Extra virgin olive oil
Olive oil is divided into several quality grades under EU regulations. The three most common in retail are extra virgin olive oil, virgin olive oil and olive oil (a blend of refined and virgin olive oil).
Classification of olive oil
Olive oil is divided into several quality grades under EU regulations. The three most common in retail are extra virgin olive oil, virgin olive oil and olive oil (a blend of refined and virgin olive oil).
Extra virgin olive oil is the highest grade. For an oil to receive that classification it must meet specific requirements for both chemical composition and sensory quality.
Chemical requirements
The most important chemical requirement is that the oil's free fatty acid content (acidity) must not exceed 0.8%. The lower the acidity, the better the olives and the oil have been handled.
In addition, there are threshold values for peroxide value (a measure of oxidation), UV absorbance and wax content, among others.

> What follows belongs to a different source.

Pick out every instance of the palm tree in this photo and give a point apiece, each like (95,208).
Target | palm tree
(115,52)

Taken together, these values give a picture of the oil's freshness and authenticity.
Sensory requirements
Beyond the chemical values, an extra virgin olive oil must pass a sensory panel assessment. This means trained tasters evaluate the oil and confirm it has fruitiness and is free from defects such as rancidity, mustiness or wine and vinegar notes.
It is the sensory assessment that distinguishes extra virgin olive oil from virgin olive oil. An oil with low acidity but sensory defects cannot be classified as extra virgin.

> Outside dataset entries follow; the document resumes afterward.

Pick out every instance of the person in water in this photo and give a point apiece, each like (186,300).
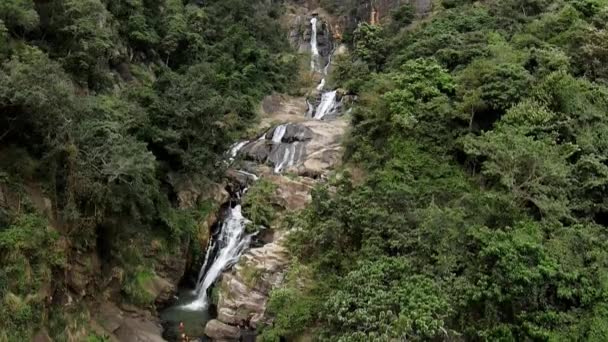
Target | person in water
(183,336)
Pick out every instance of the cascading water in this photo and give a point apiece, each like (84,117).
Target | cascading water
(232,241)
(328,102)
(313,45)
(327,105)
(279,133)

What this means in practice
The classification extra virgin olive oil indicates that the oil meets a baseline level of quality. It doesn't say much about how high the quality actually is, however. Within the extra virgin category you'll find everything from relatively mild, neutral oils to very intense oils with high polyphenol content.

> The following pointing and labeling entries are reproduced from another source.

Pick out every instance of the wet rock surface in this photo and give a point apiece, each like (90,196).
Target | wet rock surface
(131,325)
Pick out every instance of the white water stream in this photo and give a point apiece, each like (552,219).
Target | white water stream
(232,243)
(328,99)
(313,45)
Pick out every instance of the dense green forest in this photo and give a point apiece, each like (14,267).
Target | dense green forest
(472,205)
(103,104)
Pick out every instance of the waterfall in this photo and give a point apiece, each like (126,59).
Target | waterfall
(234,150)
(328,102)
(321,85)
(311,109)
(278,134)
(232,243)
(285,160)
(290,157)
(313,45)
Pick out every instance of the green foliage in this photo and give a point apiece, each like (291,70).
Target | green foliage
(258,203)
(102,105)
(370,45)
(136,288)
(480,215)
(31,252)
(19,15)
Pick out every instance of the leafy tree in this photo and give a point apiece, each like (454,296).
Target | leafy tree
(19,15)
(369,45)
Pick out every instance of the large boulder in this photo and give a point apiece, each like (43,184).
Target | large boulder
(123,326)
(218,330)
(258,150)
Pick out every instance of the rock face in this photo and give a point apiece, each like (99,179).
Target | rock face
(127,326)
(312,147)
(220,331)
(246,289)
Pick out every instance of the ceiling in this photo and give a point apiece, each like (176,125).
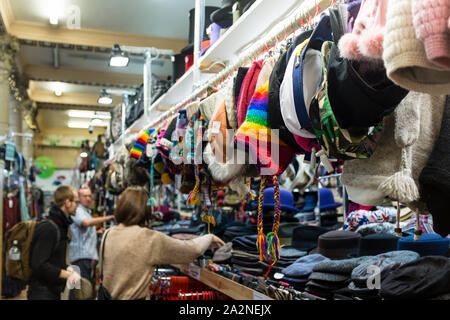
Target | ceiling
(76,60)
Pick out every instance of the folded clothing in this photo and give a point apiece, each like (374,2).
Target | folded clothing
(384,262)
(342,267)
(303,266)
(362,217)
(245,243)
(251,270)
(423,278)
(372,228)
(288,253)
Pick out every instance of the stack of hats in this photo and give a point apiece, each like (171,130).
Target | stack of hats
(328,205)
(424,278)
(373,244)
(330,276)
(297,273)
(374,267)
(306,237)
(286,231)
(223,254)
(140,144)
(339,244)
(288,256)
(361,217)
(245,257)
(237,229)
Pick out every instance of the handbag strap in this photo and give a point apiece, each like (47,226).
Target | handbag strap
(103,255)
(336,25)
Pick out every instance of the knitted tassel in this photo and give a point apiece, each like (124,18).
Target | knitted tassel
(401,185)
(151,202)
(417,230)
(261,242)
(398,230)
(207,216)
(251,194)
(272,237)
(193,197)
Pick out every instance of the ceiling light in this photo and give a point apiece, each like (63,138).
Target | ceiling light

If you want to know more about what separates a good extra virgin olive oil from an outstanding one, you need to look at parameters such as polyphenol content, fatty acid profile and sensory character — things that the classification itself doesn't reveal.
Common misconceptions
"Extra virgin means the oil is the best." It's true that it's the highest grade, but quality varies enormously within the category.
"0.8% acidity is good." That's the maximum limit. A genuinely good extra virgin olive oil often sits at 0.2–0.3% or lower.
"All extra virgin oils taste the same." The flavour profile varies considerably depending on olive variety, harvest timing, pressing method and origin.